All too soon, my visit to Perimeter came to an end yesterday, and I'm now writing from the University of Pennsylvania, in Philadelphia. I'm here all this week on the kind invitation of Ron Donagi, and I'll be giving a seminar tomorrow, which will be very similar to the one I gave at PI. This is my second visit to U.Penn., the first being last year for the fantastic String Math conference.
Let me mention one interesting aspect of the last week. I had the chance to talk at some length with John Dixon (I recommend reading his short profile; he has had a very unconventional career), and in particular he explained a little bit about an idea he has been working on for several years, which he calls 'CyberSUSY'. You can find the papers on the arXiv. It's a rather complicated idea, which I couldn't possibly explain fully here even if I understood it, but I can outline some of the ingredients.
The theory includes a non-standard realisation of supersymmetry, and an infinite tower of arbitrarily high-spin fields, carrying the quantum numbers of the standard model fields (this sounds bizarre, but is reminiscent of the tower of massive modes one finds in string theory). The supersymmetry-invariance of the action depends on the invariance of the superpotential under certain transformations, which are not usually considered because they do not leave the kinetic terms invariant (and therefore are not symmetries of the theory). John's point of view is that this ties supersymmetry together with the gauge symmetry and multiplet structure of the standard model. Furthermore, upon the addition of a dimensionful parameter, electroweak symmetry and supersymmetry are both broken.

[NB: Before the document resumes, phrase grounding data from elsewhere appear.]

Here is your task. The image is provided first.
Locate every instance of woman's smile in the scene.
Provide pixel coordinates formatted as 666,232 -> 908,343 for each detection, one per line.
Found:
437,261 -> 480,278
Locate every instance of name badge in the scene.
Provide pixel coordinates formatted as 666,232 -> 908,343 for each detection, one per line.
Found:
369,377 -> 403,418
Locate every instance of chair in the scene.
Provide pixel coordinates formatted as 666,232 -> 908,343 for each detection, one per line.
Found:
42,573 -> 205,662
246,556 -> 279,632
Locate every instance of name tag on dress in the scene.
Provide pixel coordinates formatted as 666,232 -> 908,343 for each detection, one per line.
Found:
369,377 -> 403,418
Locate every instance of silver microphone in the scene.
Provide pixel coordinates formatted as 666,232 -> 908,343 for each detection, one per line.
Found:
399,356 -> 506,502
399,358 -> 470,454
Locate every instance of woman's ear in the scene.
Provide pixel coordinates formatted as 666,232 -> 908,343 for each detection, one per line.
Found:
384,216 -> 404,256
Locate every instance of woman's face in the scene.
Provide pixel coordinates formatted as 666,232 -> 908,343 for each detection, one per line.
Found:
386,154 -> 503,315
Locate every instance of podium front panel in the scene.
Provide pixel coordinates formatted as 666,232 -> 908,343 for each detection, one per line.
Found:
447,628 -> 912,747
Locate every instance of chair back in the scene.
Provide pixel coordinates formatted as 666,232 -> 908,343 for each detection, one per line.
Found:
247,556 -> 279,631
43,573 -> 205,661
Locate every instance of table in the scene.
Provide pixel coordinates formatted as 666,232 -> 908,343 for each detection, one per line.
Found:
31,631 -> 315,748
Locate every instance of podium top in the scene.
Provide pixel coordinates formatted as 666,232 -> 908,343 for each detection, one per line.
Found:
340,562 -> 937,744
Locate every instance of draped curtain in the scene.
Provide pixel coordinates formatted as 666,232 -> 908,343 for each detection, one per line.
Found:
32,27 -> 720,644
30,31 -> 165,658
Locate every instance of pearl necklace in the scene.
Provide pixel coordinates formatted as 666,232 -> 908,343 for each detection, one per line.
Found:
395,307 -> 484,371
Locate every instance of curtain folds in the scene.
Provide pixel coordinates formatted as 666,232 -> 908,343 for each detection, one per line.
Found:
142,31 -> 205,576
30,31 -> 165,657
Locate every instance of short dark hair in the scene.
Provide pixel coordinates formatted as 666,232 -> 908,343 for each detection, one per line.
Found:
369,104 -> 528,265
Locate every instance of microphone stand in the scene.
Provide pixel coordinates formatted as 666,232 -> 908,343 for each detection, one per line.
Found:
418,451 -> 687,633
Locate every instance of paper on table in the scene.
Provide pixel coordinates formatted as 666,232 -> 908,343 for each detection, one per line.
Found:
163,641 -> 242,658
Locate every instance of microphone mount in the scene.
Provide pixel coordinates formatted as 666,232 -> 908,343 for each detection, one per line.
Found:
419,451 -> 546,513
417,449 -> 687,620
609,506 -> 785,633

I have some misgivings about this scenario:
- It seems to me that, although electroweak symmetry is indeed spontaneously broken, supersymmetry is broken explicitly, because the additional term spoils the invariance of the superpotential under the special transformations which John relies on. Perhaps such a term could be generated spontaneously in some enlarged supersymmetric theory, but this isn't clear.
- I think the same tricks might work, for example, in a minimal $SU(5)$ GUT model, which would lead to $SU(4)$ as the low energy gauge symmetry of the universe. If this is true (I think John is going to check), the link with the gauge structure of the standard model is broken, and this is one of the arguments for the set up.
- The theory must ultimately be coupled to (super)gravity. The distinction between the superpotential and the Kähler potential then becomes muddied, and the strange requirement of invariance of the superpotential, but not the kinetic terms, might not generalise in any meaningful way to a supergravity extension.